The Five Most Common Indoor Mold Types
Most household mold falls into five genera. Knowing the basics helps you interpret what you're seeing and decide how quickly to act.
Stachybotrys chartarum ("Black Mold")
- Color and texture: Dark green-black or true black; slimy when wet, powdery when dry
- Where it grows: Cellulose-rich materials with prolonged water exposure — wet drywall, ceiling tiles, wood, insulation paper
- Risk profile: Produces mycotoxins; associated with respiratory symptoms, especially in sensitive individuals
- Key clue: Almost always indicates sustained, days-to-weeks moisture exposure — not just humidity
Cladosporium
- Color and texture: Olive-green, brown, or black; powdery or velvety
- Where it grows: Both warm and cool surfaces — window frames, fabrics, carpets, HVAC vents, wood
- Risk profile: One of the most common allergy triggers; rarely toxic but very prevalent
- Key clue: Often the green-black film you see on bathroom caulk and window sills
Aspergillus
- Color and texture: Variable — yellow, green, white, gray, black depending on species; powdery clumps
- Where it grows: Walls, insulation, paper, carpet, HVAC systems, food
- Risk profile: Some species produce mycotoxins; serious lung-infection risk for immunocompromised individuals
- Key clue: Often appears as small dotted colonies that spread outward in irregular patches
Penicillium
- Color and texture: Blue-green or blue-gray; velvety or powdery
- Where it grows: Water-damaged carpet, wallpaper, insulation, behind drywall
- Risk profile: Allergenic, can produce mycotoxins; common after water leaks
- Key clue: That fuzzy blue-green growth on bread or oranges? Same genus.
Alternaria
- Color and texture: Dark green or brown with velvety texture
- Where it grows: Showers, under sinks, behind appliances, around windows
- Risk profile: Strong allergen; linked to asthma development
- Key clue: Often the first mold to colonize a damp surface
Two Less Common but Notable Types
Aureobasidium (Pink Mold)
- Pink, brown, or black; slimy
- Loves bathroom grout, caulk, painted surfaces
- Lower toxicity but a strong allergen
Fusarium
- Pink, white, or reddish
- Found in carpet, wallpaper, water-damaged materials
- Some species produce mycotoxins; concerning in food contexts
How Color, Texture, and Location Combine
A single signal isn't reliable, but a combination narrows the field considerably:
- Slimy black-green on drywall after a leak: most likely Stachybotrys
- Powdery blue-green on water-damaged carpet: likely Penicillium
- Pink slime in shower corners: usually Aureobasidium
- Dotted yellow-green colonies on walls: often Aspergillus
- Powdery olive film on window frames: typically Cladosporium
These are educated guesses, not diagnoses. If you need to know the species — for an insurance claim, a real-estate transaction, or remediation scoping — you need a lab test.
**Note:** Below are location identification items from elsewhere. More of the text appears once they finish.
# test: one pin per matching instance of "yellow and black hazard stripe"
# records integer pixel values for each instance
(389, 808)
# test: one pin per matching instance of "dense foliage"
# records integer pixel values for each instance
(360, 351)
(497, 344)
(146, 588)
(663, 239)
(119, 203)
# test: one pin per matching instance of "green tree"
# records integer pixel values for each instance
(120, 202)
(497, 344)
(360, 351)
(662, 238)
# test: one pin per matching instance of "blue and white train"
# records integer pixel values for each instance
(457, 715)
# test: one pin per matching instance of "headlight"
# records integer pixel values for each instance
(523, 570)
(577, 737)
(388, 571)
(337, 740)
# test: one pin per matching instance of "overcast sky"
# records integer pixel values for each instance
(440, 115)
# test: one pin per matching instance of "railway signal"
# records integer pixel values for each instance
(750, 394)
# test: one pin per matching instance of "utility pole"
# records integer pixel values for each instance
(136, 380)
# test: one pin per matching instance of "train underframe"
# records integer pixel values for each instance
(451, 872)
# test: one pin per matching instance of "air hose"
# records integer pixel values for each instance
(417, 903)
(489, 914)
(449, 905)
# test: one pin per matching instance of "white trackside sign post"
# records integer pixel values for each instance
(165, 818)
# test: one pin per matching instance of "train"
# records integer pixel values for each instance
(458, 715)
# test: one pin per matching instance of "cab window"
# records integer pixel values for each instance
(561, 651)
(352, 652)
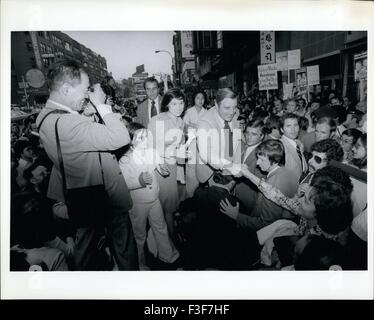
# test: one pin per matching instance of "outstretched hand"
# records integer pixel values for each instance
(228, 209)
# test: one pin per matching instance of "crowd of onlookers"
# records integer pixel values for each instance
(297, 202)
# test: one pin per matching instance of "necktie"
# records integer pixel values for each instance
(153, 109)
(228, 141)
(300, 156)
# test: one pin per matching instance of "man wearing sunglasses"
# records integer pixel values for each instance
(86, 148)
(322, 153)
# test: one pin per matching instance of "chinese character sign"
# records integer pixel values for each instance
(186, 44)
(313, 75)
(360, 61)
(282, 60)
(294, 59)
(267, 44)
(267, 77)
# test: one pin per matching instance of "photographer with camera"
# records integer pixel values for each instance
(85, 175)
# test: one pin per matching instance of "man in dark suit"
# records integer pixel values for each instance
(216, 242)
(245, 190)
(270, 159)
(293, 148)
(151, 106)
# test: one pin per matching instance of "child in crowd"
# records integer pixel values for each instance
(314, 252)
(138, 167)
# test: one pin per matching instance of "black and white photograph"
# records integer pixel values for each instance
(150, 155)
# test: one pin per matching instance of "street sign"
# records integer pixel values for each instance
(267, 77)
(313, 75)
(35, 78)
(22, 85)
(267, 44)
(294, 59)
(48, 55)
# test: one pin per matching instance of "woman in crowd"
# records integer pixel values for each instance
(348, 140)
(167, 129)
(360, 153)
(190, 119)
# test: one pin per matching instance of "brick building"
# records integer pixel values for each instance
(38, 50)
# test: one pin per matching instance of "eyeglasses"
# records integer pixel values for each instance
(318, 159)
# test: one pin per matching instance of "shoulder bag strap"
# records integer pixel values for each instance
(60, 160)
(50, 112)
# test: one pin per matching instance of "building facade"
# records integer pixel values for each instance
(230, 58)
(38, 50)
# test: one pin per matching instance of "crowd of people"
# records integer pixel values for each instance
(240, 182)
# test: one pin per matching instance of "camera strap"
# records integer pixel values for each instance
(61, 161)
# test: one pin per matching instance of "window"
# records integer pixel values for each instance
(46, 62)
(219, 40)
(29, 46)
(206, 39)
(43, 48)
(68, 46)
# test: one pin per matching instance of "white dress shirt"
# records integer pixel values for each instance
(157, 105)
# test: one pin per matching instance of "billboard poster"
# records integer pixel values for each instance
(186, 44)
(313, 75)
(282, 60)
(360, 67)
(267, 77)
(267, 45)
(301, 82)
(294, 57)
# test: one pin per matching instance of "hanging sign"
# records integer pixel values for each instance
(267, 77)
(267, 45)
(312, 75)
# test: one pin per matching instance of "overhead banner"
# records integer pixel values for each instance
(267, 45)
(360, 61)
(282, 60)
(267, 77)
(294, 57)
(140, 69)
(287, 90)
(186, 44)
(313, 75)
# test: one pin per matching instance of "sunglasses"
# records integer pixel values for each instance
(318, 159)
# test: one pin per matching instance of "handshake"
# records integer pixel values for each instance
(236, 169)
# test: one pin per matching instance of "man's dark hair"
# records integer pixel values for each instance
(319, 254)
(21, 145)
(272, 149)
(132, 127)
(169, 95)
(355, 133)
(222, 179)
(255, 123)
(331, 148)
(203, 93)
(332, 199)
(225, 93)
(303, 123)
(27, 174)
(151, 79)
(271, 123)
(329, 121)
(64, 71)
(288, 115)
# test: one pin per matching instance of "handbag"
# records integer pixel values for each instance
(87, 206)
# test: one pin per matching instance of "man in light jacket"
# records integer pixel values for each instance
(82, 140)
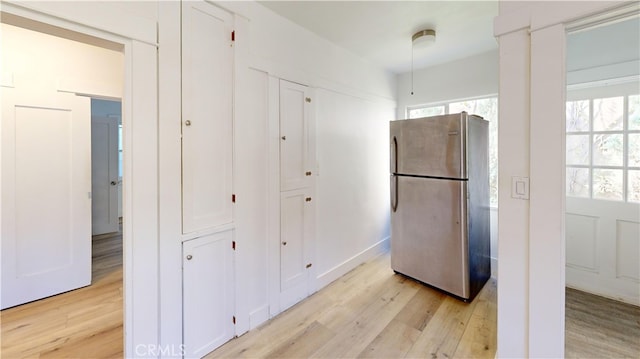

When Type Matters and When It Doesn't
For most homeowner decisions, type matters less than three other questions:
- How much area is affected? Anything over ~10 square feet warrants professional remediation regardless of species.
- Is there an active moisture source? Mold returns until moisture is fixed, regardless of type.
- Are occupants symptomatic? Symptoms in sensitive individuals change the urgency, again regardless of species.
Where type does matter: insurance claims (some policies treat toxic species differently), real-estate disclosure decisions, and cases where someone has confirmed mycotoxin sensitivity.
Getting a Reliable Identification
If you need to know what you're dealing with:
- Take clear photos of the affected area for context
- Don't disturb the growth — agitation releases spores
- Hire a licensed mold inspector with lab credentials to sample
- Sample types: tape lift, swab, or bulk sample sent to an AIHA-accredited lab
- Compare results against an outdoor baseline — indoor counts significantly above outdoor for a given species indicate active growth
Lab results typically come back in 5–10 business days. They identify the dominant species, give a quantitative count, and let you make confident remediation decisions.